Search code examples
accumulo

Importing data from a previous version of Accumulo


I have a Docker-Compose stack on which there are instances of Accumulo version 1.9.3. On another machine I have configured an identical stack, but with updated versions of the various applications, including Accumulo 2.0.1.

In the first stack, Accumulo stores data in the /data/hdfs directory. I copied its contents and brought it to the new stack at the same path and would like to import that data into Accumulo to see if the new version 2.0.1 can interpret it correctly. At the moment the data seems not to be hooked, because Accumulo Monitor does not see any tables. Is there any way to make that data visible to Accumulo?


Solution

  • Apache Accumulo uses metadata to track information about the data stored in the files. It is usually insufficient to merely copy the underlying files in HDFS over. You will also need to migrate information about the files, or copy the data in a way that the metadata is largely irrelevant.

    I'll talk about metadata-irrelevant situation first. Accumulo stores its files in a format called RFile (extension .rf). The client code has a bulk import API to import a directory of such RFiles. There is also a command in the Accumulo shell to do it as well. If you already have a directory full of files, you can just create the table in the new instance, and use this import command to bulk add these files to your new table.

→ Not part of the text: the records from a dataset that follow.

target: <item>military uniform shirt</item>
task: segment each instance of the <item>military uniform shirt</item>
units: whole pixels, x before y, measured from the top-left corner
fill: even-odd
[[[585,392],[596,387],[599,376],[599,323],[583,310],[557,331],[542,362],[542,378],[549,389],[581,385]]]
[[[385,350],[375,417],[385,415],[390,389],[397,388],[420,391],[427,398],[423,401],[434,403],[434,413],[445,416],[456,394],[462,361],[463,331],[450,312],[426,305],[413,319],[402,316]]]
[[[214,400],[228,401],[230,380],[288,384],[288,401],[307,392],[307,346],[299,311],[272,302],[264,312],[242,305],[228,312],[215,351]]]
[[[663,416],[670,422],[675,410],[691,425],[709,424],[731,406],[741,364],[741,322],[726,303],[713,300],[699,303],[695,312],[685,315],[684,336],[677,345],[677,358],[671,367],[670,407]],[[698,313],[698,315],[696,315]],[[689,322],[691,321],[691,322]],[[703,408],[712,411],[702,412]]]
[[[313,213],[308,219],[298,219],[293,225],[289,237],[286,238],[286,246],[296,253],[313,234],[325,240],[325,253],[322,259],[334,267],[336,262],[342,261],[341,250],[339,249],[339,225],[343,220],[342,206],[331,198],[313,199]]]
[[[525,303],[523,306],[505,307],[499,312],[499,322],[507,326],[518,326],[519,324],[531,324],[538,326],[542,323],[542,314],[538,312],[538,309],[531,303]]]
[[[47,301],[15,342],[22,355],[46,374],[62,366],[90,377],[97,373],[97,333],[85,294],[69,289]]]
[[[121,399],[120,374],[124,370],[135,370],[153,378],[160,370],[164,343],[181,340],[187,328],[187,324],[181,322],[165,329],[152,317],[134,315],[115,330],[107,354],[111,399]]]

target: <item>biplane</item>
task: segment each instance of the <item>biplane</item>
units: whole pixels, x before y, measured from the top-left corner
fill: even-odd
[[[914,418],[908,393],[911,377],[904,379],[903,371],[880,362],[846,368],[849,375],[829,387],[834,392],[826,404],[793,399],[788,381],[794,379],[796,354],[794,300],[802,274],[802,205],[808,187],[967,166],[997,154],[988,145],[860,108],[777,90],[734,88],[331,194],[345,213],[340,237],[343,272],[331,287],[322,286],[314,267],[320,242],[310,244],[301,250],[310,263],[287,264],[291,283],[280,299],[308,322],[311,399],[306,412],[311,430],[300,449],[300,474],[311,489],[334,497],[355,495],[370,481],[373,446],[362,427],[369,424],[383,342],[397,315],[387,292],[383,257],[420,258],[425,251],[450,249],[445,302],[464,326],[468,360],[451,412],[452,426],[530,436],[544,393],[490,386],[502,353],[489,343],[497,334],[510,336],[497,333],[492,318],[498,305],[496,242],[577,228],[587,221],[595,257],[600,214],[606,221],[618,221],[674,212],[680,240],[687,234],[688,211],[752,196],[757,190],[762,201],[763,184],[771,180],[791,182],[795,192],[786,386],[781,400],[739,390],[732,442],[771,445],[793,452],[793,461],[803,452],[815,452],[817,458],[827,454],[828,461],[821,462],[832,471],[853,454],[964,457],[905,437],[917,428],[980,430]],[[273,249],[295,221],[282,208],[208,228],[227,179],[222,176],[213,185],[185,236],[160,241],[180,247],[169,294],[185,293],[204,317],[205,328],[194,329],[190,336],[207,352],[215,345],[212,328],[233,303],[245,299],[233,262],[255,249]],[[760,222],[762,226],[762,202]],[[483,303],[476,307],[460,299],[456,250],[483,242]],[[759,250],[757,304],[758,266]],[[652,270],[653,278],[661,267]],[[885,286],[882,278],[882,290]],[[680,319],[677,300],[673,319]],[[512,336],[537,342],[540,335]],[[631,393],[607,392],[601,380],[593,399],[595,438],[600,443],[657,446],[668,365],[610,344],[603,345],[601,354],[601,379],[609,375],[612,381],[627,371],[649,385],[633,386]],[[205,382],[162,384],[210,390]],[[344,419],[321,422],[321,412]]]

    There are several pitfalls to watch out for with the bulk import method of migrating:

    1. Accumulo will move the files into place into its own directories. You should not place them yourself into Accumulo's directories. You should instead place them in a different directory on the same volume.
    2. You should be careful to not bulk load too many files at once, as this could stall while Accumulo processes it, and you'll have to start all over from the beginning if things fail. Instead, you should consider importing in smaller batches, depending on how many files you have.
    3. This will move the entire contents of every file in the directory into the destination table. However, these files might contain data that was deleted, or that falls outside of the range of tablet boundaries in the original table. This can be a problem, because you could reintroduce deleted data, or otherwise corrupt your table, since you haven't copied the metadata over along with the files. In order to ensure that this method works well, you should make sure that your table is no longer ingesting any data, you first effectively disable automatic splits (by configuring an absurdly large split threshold), and then ensure the table is fully flushed and you have completed a full major compaction on the source table. Only then can you be sure that the import is going to work as intended without bringing in deleted data or mangling anything, due to files containing data outside their tablet's boundary.
    4. You should also be careful not to grab any files from the table's HDFS data directories that aren't referenced in the metadata table. So, make sure you let the accumulo-gc process finish doing its collection of these files, and then list the files and compare to the entries in the metadata table to ensure that they match 1-to-1, so you're not importing any orphaned files.
    5. You should also be aware that Accumulo's bulk import is only going to move files, so if you want to abort the process and start over, you should make copies of the data you're importing first, and import from the copies, especially if you're unfamiliar with the process.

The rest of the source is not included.